Where does Pussy Party fit in?

“I played my first gig at Pussy Party and now I’m a big part of their crew. People can dress how they want, act how they want and know they can be comfortable being themselves in a safe space. We’re a strong femme group who host monthly events and DJ workshops for our allies and anyone in the LGBTQ community, and we push others to do the same. I’ve even started my own event called Glitz & Titz.”

How would you describe the club scene for women in South Africa?

“Hectic. When I go outside of underground and queer clubs, it’s an unsafe space for me... every time. There’s so much toxic masculinity. If I have to go to the bouncer and say that a guy’s harassing me, I know there’s a high chance nothing will happen, or he’ll get kicked out for five minutes and be back in again.”

What’s been the biggest challenge for you?

“There are too many men in the music and entertainment industry here. I can’t speak for all women, but from my own experience, I’ve had to work ten times harder to get to where I am. I’ve been taken advantage of by men a lot, who have no respect. I was told after one of my earlier sets, ‘Oh, I didn’t even think you could play. Most women don’t know how to DJ’ – and told that I wasn’t going to be paid. And that wasn’t only once.”

When did you decide to integrate dancing and DJing as a combined concept?

“Just because I was DJing, I didn’t want to let go of dancing. Everyone was telling me to choose, choose, choose, but I didn’t want to. It all came back to me and my sister moving the couches and chairs [so we could dance]. We’d be DJing, then we’d somehow be part of the crowd. Why couldn’t I do that? I had stepped back from dancing when I quit ballet so that I could reconnect and allow my body to understand how it wanted to move when it was ready. The moment I started DJing I was ready. The music made me want to dance, so I thought, “Right, you’re really flexible. Why don’t you just do some cool shit? Do some aerial mad hangs off the DJ booth.
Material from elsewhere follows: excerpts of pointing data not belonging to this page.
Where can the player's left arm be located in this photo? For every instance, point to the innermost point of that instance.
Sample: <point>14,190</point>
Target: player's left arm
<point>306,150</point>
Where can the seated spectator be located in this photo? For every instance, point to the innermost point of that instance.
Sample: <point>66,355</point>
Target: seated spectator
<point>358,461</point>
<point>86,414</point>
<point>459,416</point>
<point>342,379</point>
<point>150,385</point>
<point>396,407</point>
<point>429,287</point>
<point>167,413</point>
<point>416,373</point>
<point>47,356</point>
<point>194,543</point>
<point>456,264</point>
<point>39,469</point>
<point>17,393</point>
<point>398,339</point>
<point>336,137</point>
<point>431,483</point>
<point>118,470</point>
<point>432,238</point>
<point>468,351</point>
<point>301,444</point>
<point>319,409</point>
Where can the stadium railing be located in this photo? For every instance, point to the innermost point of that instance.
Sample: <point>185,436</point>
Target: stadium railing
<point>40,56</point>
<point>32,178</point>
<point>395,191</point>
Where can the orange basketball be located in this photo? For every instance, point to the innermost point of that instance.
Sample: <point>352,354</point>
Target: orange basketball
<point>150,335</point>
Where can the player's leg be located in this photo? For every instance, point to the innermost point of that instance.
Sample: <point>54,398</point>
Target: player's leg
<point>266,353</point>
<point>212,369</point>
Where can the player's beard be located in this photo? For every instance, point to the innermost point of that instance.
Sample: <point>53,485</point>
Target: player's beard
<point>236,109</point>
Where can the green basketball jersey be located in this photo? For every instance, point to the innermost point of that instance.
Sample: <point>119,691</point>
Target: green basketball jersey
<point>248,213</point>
Do what you were born to do’.”

Read this next: No more 4x4: How sounds from the Global South stopped club culture stagnating

You recently jumped in the video for ‘OMG’ with Zambian, Ninja Tune singer and rapper Sampa The Great. How did that come about?
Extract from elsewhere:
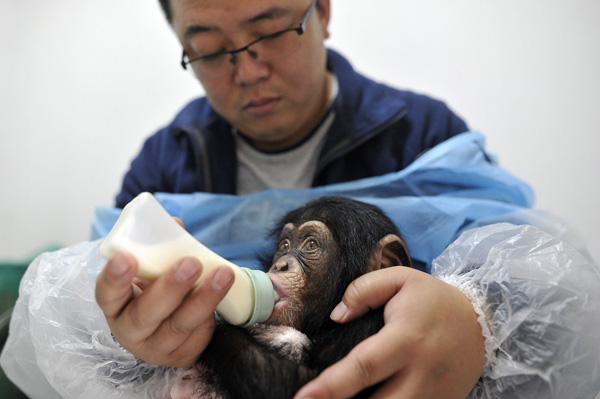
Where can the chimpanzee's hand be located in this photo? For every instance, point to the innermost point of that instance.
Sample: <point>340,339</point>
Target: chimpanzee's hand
<point>431,345</point>
<point>167,322</point>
“I always ask my universal angels to bless me with people who want to align with me and my vision. Likewise, if they have a vision that I align with, then that’s beautiful, let’s go. Believing in that has always led to me attracting other really strong females from the industry. Sampa The Great is the perfect example of someone who’s not doing it for the masses but to transmit a creative, strong femme voice.”
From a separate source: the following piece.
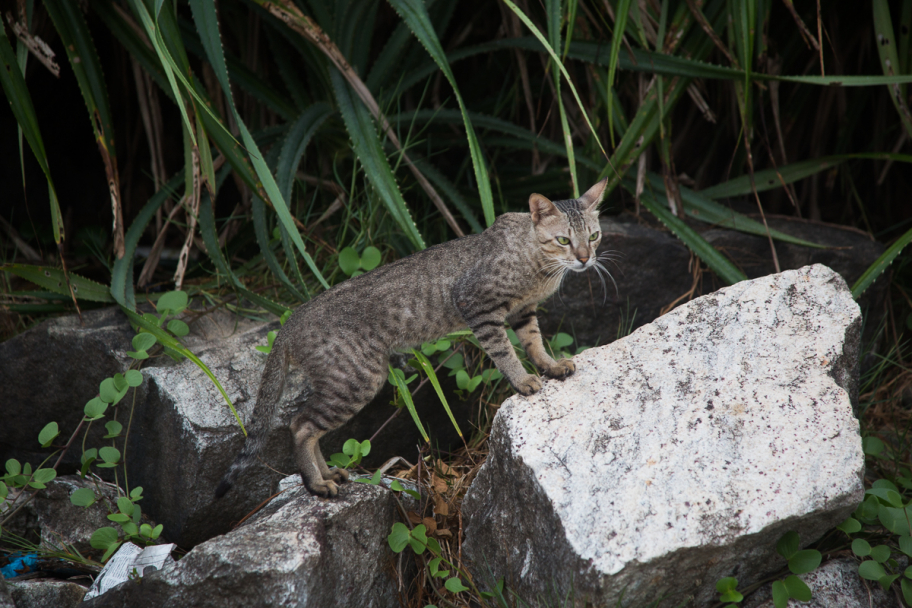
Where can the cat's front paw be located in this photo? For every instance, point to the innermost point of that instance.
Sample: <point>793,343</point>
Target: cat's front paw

We know South African selectors like yourself, DJ Buhle and Angel-HO are gaining traction and international hype, but who are the underground DJs in South Africa that you’re championing?

Abby Nurock who’s a vinyl DJ here, she’s dope; ANDRD 18 is amazing. My sister Little Miss Kay is another rad female DJ on the scene now.”

How important is the aesthetic part of your brand?

“If I could DJ naked that would be amazing, but we’re not there yet as human beings! I express myself a lot in how I dress even if all I’m wearing is glitter. I feel very powerful in how I look because it’s the medium where I communicate to people who I am without them having a say.”

What advice would you give to female DJs stepping on to the scene in Johannesburg?

“There are so many bad energies around that will try to distract you. There will be people who will align with you that will try and distract you, and make you feel like less of an artist simply because of the fact that you’re female. As women, we know what we want, we know our path, and we know how we feel. Don’t ever compromise on that. There are so many times when I’ve had to remind myself not to lose focus. I know everyone says it, but stay true to yourself. Once you’re true to yourself, nobody can touch you.”